Ernest Schwiebert is probably my favorite fly fishing author. He began fly fishing at the age of eight. During his lifetime, he fished with most all the famous Catskill fly fishermen. They regarded him as a pre-eminent colleague at an early age. He authored five books on fly fishing, three of which I have read. They include “Matching the Hatch” (1955), the classic “Nymphs” (1973), and my favorite, “Trout” (1978).
I regard “Trout” as the best, all-around book yet written on the sport of fly-fishing. Schwiebert had an encyclopedic knowledge of our sport (died 2005), and an engaging writing style. An architect by trade, he richly illustrated all his works himself.
In “Trout”, he begins with a thorough history of fly-fishing. He then covers American trout species, tools of our trade, casting, fishing strategies and techniques. He finishes with a few thoughts about the etiquette to be followed while fishing a trout stream.
“Fish behavior is completely rational. Both food and survival are primary instinctual drives, and understanding this from the trout’s point of view is basic in reading water correctly. The fish seek out optimal temperatures, oxygenation, shelter from predators, and adequate supplies of food. Their world is continually hostile, and a fish that is insufficiently wary will not survive. It is also a world in which calories ingested by feeding are continually spent in survival, growth, and movement.”
“The primary habitat consists of both holding lies, where the fish seek shelter and concealment, and their principal feeding lies. Big trout sometimes feed once or twice a week, but feed heavily when the mood strikes them. During the nonfeeding cycles, big fish move into their favorite holding places, which offer them maximum concealment. Hunger brings them out into the shallows and current tongues that offer optimal feeding opportunities, particularly at night.”

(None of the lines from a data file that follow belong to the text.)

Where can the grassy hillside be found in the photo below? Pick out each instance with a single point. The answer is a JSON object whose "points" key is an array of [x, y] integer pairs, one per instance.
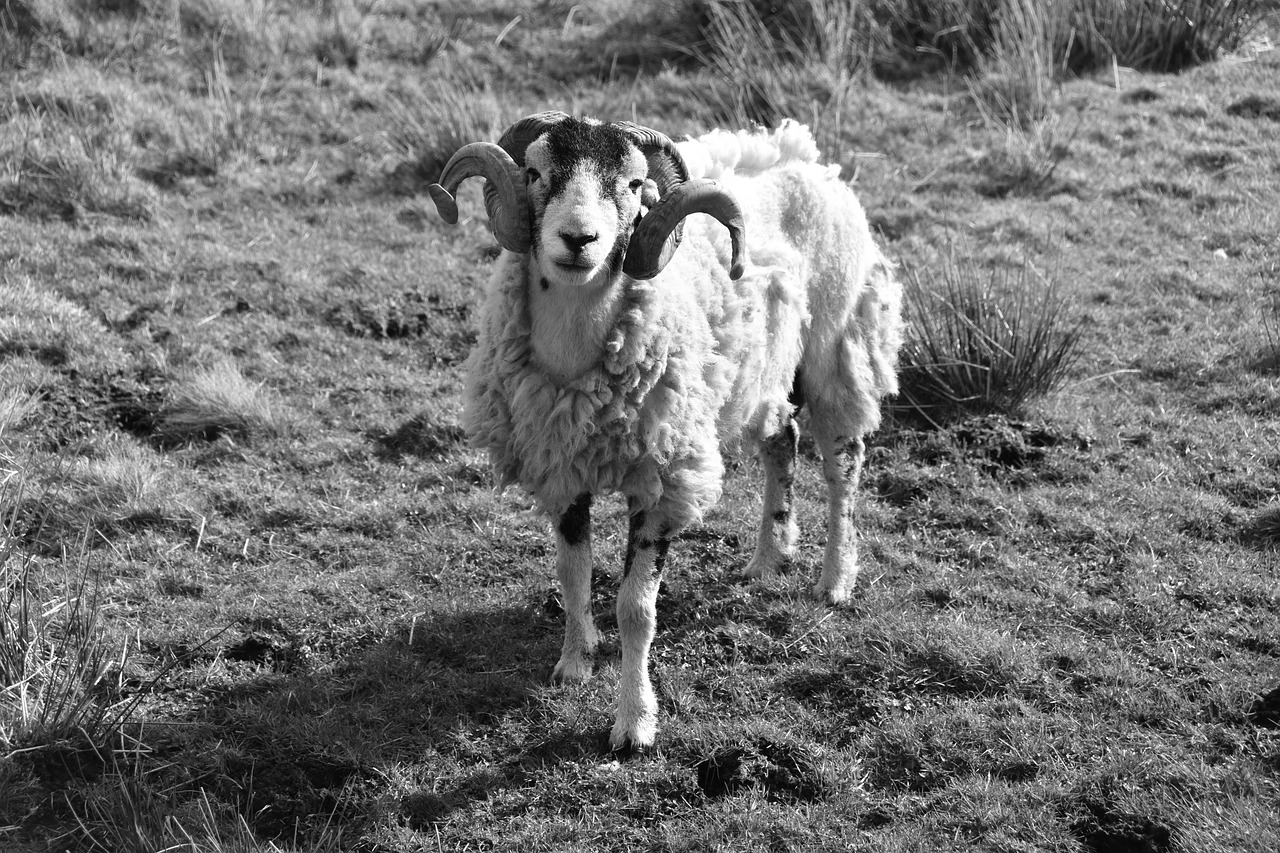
{"points": [[257, 592]]}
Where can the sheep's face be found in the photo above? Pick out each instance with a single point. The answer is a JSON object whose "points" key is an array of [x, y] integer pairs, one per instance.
{"points": [[585, 182]]}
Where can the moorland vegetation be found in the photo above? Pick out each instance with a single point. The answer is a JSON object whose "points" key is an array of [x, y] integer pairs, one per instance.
{"points": [[256, 592]]}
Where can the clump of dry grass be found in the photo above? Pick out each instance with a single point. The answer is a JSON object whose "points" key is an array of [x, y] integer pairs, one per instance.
{"points": [[68, 147], [428, 126], [982, 345], [795, 60], [216, 401]]}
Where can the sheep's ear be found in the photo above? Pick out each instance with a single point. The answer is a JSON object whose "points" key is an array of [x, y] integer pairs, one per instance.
{"points": [[658, 235], [504, 194], [649, 195]]}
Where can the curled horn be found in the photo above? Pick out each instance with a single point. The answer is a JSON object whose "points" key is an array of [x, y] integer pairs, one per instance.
{"points": [[510, 215], [513, 141], [501, 165], [661, 153], [656, 237]]}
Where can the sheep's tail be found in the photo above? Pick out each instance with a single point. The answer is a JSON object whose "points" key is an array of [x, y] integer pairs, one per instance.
{"points": [[722, 153]]}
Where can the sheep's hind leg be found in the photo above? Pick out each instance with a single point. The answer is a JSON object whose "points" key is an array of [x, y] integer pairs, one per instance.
{"points": [[776, 542], [841, 466], [574, 570], [636, 723]]}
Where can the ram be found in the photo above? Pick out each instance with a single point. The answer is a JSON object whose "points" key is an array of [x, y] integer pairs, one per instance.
{"points": [[626, 341]]}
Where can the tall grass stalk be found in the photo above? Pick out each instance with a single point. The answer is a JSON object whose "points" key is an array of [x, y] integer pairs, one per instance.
{"points": [[56, 671], [982, 345]]}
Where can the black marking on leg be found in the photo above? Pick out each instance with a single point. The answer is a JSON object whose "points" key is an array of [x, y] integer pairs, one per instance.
{"points": [[636, 543], [796, 396], [575, 525], [659, 557], [780, 450], [853, 452]]}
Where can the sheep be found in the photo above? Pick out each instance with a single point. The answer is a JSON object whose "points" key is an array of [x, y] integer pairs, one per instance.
{"points": [[625, 343]]}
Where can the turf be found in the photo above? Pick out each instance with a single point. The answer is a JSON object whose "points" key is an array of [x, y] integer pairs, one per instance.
{"points": [[231, 342]]}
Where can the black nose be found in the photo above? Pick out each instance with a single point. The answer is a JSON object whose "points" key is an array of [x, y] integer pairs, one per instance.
{"points": [[577, 242]]}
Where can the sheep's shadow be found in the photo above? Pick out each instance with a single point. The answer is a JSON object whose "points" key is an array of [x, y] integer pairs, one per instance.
{"points": [[456, 703]]}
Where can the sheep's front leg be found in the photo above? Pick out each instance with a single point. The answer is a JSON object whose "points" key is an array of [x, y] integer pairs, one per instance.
{"points": [[841, 466], [636, 723], [574, 570], [776, 542]]}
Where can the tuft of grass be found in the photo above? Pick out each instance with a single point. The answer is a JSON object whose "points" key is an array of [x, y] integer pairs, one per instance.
{"points": [[982, 345], [58, 675], [1157, 35], [426, 127], [1265, 528], [216, 401], [1014, 81], [1024, 162], [126, 813], [775, 62]]}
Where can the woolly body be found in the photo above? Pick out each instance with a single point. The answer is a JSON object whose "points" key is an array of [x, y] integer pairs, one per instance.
{"points": [[586, 381], [695, 361]]}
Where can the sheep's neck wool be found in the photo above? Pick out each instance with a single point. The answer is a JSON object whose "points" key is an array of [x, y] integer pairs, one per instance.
{"points": [[611, 429]]}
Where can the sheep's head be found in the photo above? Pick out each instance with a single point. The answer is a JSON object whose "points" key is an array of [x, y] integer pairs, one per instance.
{"points": [[588, 199]]}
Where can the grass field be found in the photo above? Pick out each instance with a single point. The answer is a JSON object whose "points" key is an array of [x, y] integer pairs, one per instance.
{"points": [[259, 594]]}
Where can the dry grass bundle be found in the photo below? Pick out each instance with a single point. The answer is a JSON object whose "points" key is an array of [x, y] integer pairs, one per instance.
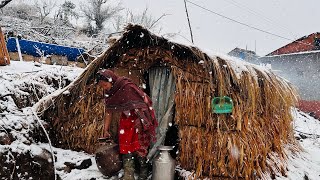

“The typical odyssey we travel in learning to fish is a gradual and satisfying journey. It is a slow evolution from beginner to expert, and it involves a subtle metamorphosis from fisherman into angler. However, it is not merely the refinements of fishing and our fish-catching skills that occupy this transformation. It is also a remarkable evolution in attitudes. The full metamorphosis is complete when a man realizes that his fishing skills have been so developed that he can deplete his own sport. It is a singular milestone of self-knowledge.”
So, if you’re looking for an informative, engaging read this winter about fly fishing for trout, you should give “Trout” a try. It is two full volumes in length, so it may get you into spring!